The Mill (though it may be vaporware) uses metadata for various things in the CPU, such as a software speculative load producing a value tagged as not a result (NaR
). If a later instruction tries to store that result non-speculatively, hardware detects that and faults.
I was wondering if any other CPU's are similar in the sense of using metadata in the architecture.
A few random examples I know of, certainly not an exhaustive list. IDK if there are any that use metadata for all the things the Mill does. Some of what the Mill does is unique, but some of the ideas have appeared in similar forms in other ISAs.

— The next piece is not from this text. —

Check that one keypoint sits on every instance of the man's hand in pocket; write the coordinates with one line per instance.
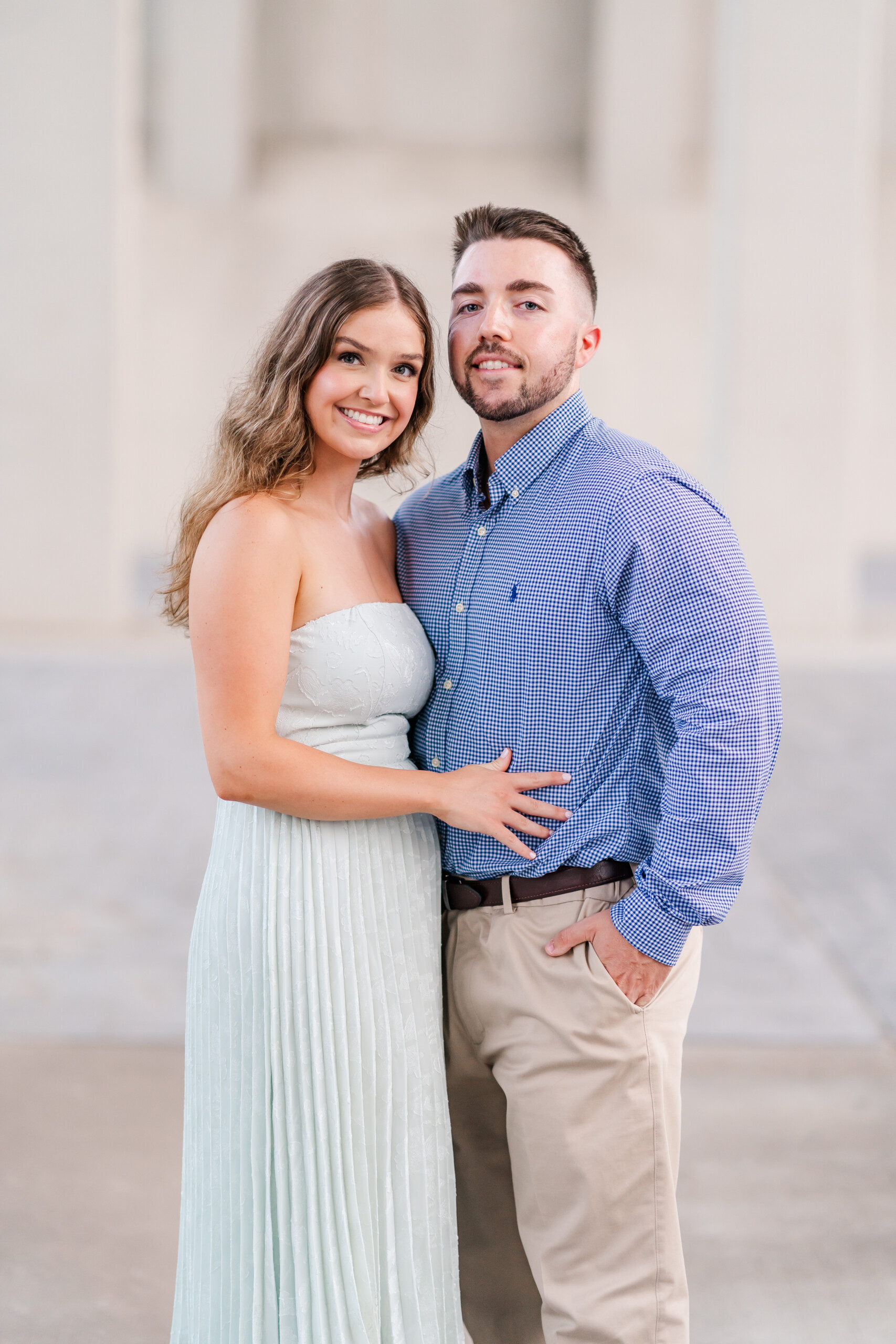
(637, 975)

Yes, IA-64 Itanium also had not-a-thing
load results that would fault if you read them, for the same software-speculation reason as the Mill. Its architects described it as an EPIC ISA. (EPIC = Explicitly Parallel Instruction Computing, as opposed to CISC or RISC. It's also a VLIW.) From Wikipedia:
The architecture implements a large number of registers:
128 general integer registers, which are 64-bit plus one trap bit ("NaT", which stands for "not a thing") used for speculative execution. 32 of these are static, the other 96 are stacked using variably-sized register windows, or rotating for pipelined loops. gr0 always reads 0.

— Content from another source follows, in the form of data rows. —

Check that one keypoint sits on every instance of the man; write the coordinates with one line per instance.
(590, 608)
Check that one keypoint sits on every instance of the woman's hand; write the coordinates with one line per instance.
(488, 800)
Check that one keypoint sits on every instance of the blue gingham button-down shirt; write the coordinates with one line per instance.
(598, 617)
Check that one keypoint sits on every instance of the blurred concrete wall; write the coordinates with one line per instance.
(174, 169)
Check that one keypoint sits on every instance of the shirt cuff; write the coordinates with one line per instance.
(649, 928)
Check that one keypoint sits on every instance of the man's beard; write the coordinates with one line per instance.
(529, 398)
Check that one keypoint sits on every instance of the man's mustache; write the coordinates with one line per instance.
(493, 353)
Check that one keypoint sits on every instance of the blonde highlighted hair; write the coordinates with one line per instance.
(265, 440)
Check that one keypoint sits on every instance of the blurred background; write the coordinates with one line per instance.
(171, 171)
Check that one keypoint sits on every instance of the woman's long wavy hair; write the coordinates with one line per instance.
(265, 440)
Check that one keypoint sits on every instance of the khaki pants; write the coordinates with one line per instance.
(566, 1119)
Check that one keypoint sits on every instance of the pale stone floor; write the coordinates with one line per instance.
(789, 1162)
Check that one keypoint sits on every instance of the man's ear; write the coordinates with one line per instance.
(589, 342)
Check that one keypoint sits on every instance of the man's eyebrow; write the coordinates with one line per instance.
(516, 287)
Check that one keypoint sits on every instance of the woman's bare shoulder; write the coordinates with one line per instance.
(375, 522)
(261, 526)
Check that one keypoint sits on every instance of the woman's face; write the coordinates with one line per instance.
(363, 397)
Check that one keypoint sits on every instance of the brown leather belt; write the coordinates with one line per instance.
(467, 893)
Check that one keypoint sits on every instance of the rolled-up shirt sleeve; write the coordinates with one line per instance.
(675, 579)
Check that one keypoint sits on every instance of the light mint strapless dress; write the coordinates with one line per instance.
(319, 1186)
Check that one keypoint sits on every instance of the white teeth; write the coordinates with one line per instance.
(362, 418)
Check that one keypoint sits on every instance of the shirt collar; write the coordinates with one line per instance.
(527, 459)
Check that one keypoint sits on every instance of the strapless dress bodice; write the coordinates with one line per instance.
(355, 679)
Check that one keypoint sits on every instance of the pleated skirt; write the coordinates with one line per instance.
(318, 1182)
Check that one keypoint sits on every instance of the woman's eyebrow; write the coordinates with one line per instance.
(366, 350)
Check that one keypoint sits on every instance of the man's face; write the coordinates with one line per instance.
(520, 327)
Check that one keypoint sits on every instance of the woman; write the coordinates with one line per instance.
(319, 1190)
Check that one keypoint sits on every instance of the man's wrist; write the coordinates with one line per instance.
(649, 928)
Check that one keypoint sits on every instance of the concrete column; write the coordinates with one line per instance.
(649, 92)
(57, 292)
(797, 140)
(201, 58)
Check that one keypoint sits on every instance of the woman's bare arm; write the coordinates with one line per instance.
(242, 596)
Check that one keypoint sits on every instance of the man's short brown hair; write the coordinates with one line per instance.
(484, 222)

128 floating point registers. The floating point registers are 82 bits long to preserve precision for intermediate results. Instead of a dedicated "NaT" trap bit like the integer registers, floating point registers have a trap value called "NaTVal" ("Not a Thing Value"), similar to (but distinct from) NaN. These also have 32 static registers and 96 windowed or rotating registers. fr0 always reads +0.0, and fr1 always reads +1.0.
So for integer, there truly is separate metadata. For FP, the metadata is encoded in-band.
Other examples of metadata that aren't related to software-visible speculation include:
The x87 FPU has 8 architectural registers, but normal instructions access them as a register stack where the underlying register for st(0)
is determined by a field in the x87 status word. (i.e. the metadata is architecturally visible and can be modified with fincstp
to rotate the "revolver barrel".) See https://masm32.com/masmcode/rayfil/tutorial/fpuchap1.htm for a good diagram and intro to the x87 design. Also, x87 has a free / in-use flag for each register; trying to load into an already in use register produces an FP exception (and a NaN if exceptions are masked). Normally the in-use flag is cleared by "popping" the register stack with fstp
to store and pop, or whatever, but there's also ffree
to mark any x87 register as free.
Obviously a microarchitecture has to keep lots of info about instructions that are in flight, like whether they've finished executing or not. But there is at least one interesting case of metadata about data, not code:
In AMD Bulldozer-family and Bobcat/Jaguar, the SIMD FPUs apparently keep some extra metadata alongside the actual architectural register value. As Agner Fog explains in his microarchitecture PDF, (Bulldozer-family) 19.11 Data delay between different execution domains:
There is a large penalty when the output of a floating point calculation is input to a floating point calculation with a different precision, for example if the output of a double precision floating point addition is input to a single precision addition. This has hardly any practical significance since such a sequence is most likely to be a programming error, but it indicates that the processor stores extra information about floating point numbers beyond the 128 bits in an XMM register. This effect is not seen on Intel processors.
This might possibly be related to the fact that Bulldozer has FP latency 1 cycle lower when forwarding from an FMA-unit instruction to another FMA instruction, like mulps
forwarding to addps
with no sqrtps
or xorps
in between.
Also various AMD uarches have marked instruction boundaries in L1 I-cache, reducing / latency of decoding repeatedly. Intel Silvermont also does this.